Et pourtant, dans mon cas, c’est étroitement lié. L’amour. Le couple. La sécurité.
C’est dur de regarder par là sans avoir peur de tout remettre en question. Impensable encore de l'imaginer : je suis entrain de m'écrouler parce que j'ai enfin assez de sécurité pour que tout puisse déborder.
Comment c'est possible ? ça devient encore plus fort. L’impression d’être une coquille vide. Je pleure pour rien. Tout fait mal. Tout demande trop d’efforts. Et pourtant, je continue. Parce que c’est ce qu’on fait, non ?

(La propreté)
La dépression : quand tout devient gris
Il y a une différence entre être triste et être en dépression :
être triste, c’est ressentir une émotion,
être en dépression, c’est ne plus rien ressentir du tout.
Quand je repense à cette période, ce n’est pas la douleur qui me revient en tête : c’est l’absence d’élan, d’énergie, d’émotions. L’avenir s’efface, remplacé par un vide étrange et pesant.
Les choses aimées avant n’ont plus aucun goût. Créer ? Trop fatiguant. Lire ? Impossible de me concentrer. Manger ? Boire ? Juste une obligation mécanique.
Je m’accroche à ma raison. Puisque vivre devient trop éreintant, j’élabore un concept où le monde réel me retient : je me lève pour les miens.
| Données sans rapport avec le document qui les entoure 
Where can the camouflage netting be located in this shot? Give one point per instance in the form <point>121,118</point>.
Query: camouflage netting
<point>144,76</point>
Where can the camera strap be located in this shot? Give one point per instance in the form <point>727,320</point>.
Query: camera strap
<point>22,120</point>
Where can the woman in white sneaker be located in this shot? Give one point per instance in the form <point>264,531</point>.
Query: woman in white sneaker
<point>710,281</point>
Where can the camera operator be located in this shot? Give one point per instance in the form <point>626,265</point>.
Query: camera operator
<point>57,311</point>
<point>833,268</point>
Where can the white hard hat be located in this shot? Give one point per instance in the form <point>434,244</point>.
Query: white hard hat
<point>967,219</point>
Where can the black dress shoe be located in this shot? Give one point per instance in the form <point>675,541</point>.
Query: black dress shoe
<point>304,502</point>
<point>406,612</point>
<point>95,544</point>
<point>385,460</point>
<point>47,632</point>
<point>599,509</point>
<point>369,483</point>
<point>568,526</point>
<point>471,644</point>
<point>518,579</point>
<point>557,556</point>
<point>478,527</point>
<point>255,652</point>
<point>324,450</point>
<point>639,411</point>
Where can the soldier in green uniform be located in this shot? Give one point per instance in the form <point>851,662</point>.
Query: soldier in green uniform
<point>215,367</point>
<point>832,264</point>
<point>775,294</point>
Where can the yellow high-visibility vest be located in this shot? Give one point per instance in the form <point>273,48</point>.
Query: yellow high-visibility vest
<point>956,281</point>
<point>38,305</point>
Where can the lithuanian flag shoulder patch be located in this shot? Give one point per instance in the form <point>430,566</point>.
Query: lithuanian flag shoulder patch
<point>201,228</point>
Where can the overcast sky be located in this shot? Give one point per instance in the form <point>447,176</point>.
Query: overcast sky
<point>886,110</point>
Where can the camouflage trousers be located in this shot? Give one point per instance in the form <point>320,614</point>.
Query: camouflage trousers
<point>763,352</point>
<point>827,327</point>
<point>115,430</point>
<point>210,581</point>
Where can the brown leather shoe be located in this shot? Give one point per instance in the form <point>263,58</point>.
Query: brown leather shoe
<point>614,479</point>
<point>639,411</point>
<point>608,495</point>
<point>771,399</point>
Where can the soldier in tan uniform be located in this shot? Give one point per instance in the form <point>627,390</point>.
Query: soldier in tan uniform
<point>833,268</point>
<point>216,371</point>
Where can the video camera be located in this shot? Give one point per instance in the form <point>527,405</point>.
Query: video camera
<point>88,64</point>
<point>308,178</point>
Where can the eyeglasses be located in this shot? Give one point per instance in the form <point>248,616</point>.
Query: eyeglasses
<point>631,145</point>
Mon peu de capital énergie est dédié à maintenir un semblant d'équilibre. J'utilise ma culpabilité croissante comme un levier pour sortir du lit.
Mais toujours, il y a cette voix. Cette foutue voix intérieure qui répète en boucle :
« T’es finie. T'es vidée. »
« T’as plus rien à donner. »
« Tu n’as plus la force de tenir debout. »
C’est comme oublier que le soleil existe.
Le pire dans la dépression, c’est qu’elle te fait croire que tu es seul.e, que personne ne peut comprendre, que rien ne s’améliorera jamais.
Cette fois, cette dépression là, je cherche plus loin. Fini le généraliste, je vois des médecins spécialistes, des psychologues. Globalement, j'avance. Pourtant, chaque fois que je me persuade que je suis sortie de l’eau, une autre vague me rattrape.
J’anticipe les suivantes. J'anticipe, j'anticipe, j'anticipe. Il faut tout prévoir, toutes les versions possibles ; ça prend des heures. Tadam ! Anxiété bonjour !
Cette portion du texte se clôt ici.